Specify the number of users to spawn and the spawn rate. Provide a suitable host. Locust will inform the server under stress that the requests are coming from the specified host.
Click on Start Swarming to start throwing requests at the server based on the script specified in the locust/
locustfile.py
.
Observe the charts that show how the system is responding to the increase in the load. After some time, the first server failures start appearing. We'll keep a note of when the first error appears.
Now, change the topology
variable in router.py
to 1
and run Locust. In the next step, change the topology
variable to 2
and run Locust again.
Let's plot a chart of when the first failures happen in case of each system -
Topology | RPS at failure |
Single | 5.2 |
2-Active | 8.6 |
3-Active | 7.4 |
As expected, the 2-Active system has the peak capacity in our use-case. However, here's an interesting observation -
Let us compare the values of the predict servers on 2-Active and 3-Active systems after the load test -
Server | 2-Active | 3-Active |
Predict1 | 10 | 5 |
Predict2 | 10 | 7 |
Predict3 | 9 | 8 |
As we see, the 2-Active system is completely saturated while the 3-Active system is slightly above half its capacity.

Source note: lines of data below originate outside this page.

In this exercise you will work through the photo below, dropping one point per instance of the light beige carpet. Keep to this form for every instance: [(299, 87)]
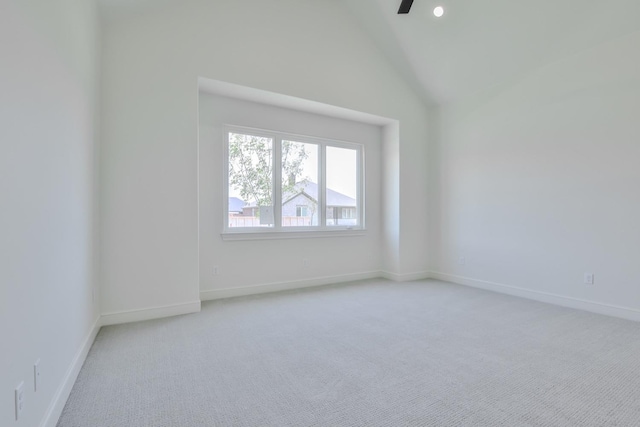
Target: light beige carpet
[(372, 353)]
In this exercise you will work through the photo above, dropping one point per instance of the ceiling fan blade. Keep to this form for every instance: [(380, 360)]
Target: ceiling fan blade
[(405, 6)]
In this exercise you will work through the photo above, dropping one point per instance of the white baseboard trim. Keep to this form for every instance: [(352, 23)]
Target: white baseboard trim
[(406, 277), (150, 313), (565, 301), (52, 415), (213, 294)]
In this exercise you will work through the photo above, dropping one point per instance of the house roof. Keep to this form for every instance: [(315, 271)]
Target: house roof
[(236, 204), (309, 188)]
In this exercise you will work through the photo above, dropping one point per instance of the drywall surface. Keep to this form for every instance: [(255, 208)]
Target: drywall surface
[(151, 63), (256, 262), (48, 90), (536, 183)]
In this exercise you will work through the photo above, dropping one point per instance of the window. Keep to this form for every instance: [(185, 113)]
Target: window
[(319, 182)]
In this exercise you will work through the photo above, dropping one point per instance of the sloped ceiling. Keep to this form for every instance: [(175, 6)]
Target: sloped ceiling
[(478, 44), (482, 43)]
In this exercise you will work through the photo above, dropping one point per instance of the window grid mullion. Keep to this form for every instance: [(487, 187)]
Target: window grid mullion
[(322, 185), (277, 185)]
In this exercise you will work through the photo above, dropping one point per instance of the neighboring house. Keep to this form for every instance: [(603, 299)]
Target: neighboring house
[(300, 207), (236, 206), (303, 202)]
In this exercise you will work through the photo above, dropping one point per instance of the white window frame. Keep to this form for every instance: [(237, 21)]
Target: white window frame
[(277, 230)]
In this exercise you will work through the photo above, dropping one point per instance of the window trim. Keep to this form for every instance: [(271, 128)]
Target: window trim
[(277, 230)]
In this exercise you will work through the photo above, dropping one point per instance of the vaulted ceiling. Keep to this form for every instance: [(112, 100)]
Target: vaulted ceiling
[(481, 43), (477, 44)]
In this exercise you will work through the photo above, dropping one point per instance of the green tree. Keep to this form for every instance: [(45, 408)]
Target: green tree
[(251, 167)]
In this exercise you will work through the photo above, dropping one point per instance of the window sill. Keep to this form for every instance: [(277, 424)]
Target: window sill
[(269, 235)]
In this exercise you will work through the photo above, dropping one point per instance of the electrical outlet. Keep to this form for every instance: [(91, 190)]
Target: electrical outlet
[(19, 395), (36, 375), (588, 278)]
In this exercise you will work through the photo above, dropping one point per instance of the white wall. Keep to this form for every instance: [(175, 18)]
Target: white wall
[(47, 87), (259, 262), (310, 49), (537, 180)]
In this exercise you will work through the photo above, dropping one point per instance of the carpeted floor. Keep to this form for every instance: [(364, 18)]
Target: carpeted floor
[(372, 353)]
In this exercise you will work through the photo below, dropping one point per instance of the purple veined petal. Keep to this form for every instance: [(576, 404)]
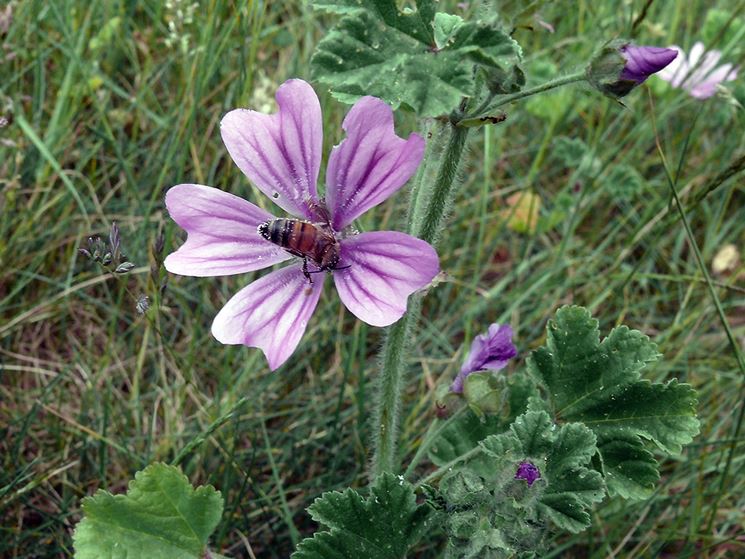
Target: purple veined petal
[(222, 238), (489, 351), (643, 61), (371, 164), (280, 153), (529, 472), (271, 313), (676, 71), (385, 267)]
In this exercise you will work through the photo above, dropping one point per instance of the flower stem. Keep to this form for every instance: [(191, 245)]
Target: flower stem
[(483, 114), (425, 221)]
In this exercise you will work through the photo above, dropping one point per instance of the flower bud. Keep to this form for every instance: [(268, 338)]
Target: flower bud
[(620, 66)]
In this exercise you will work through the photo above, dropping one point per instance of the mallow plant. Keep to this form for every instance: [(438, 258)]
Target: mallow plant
[(509, 458)]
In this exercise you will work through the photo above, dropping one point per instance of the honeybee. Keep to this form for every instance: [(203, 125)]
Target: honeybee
[(314, 241)]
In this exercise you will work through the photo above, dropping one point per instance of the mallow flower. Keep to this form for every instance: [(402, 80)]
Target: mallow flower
[(529, 472), (621, 66), (374, 272), (490, 351), (698, 72)]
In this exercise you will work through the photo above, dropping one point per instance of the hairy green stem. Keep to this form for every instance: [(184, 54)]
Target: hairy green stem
[(426, 215), (425, 221)]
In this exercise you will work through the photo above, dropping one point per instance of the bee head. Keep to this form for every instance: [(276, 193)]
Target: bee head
[(263, 230)]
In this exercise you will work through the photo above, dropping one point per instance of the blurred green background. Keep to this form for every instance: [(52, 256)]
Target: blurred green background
[(108, 104)]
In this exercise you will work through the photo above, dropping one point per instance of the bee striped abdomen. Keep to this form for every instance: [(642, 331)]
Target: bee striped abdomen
[(303, 239)]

Thus, even though the 2-Active system fails after the 3-Active system has shown its first error, the 3-Active system will saturate later and continue to serve requests for a longer duration.
Conclusion
Depending on the HADR system metric you may want to optimize for, you can choose the topology that works best for your use case. You can choose to have multiple replicas of the same network topology or create your own configuration. The scripts provided for load testing can be extended to more topologies. Have fun testing your HADR system designs with it!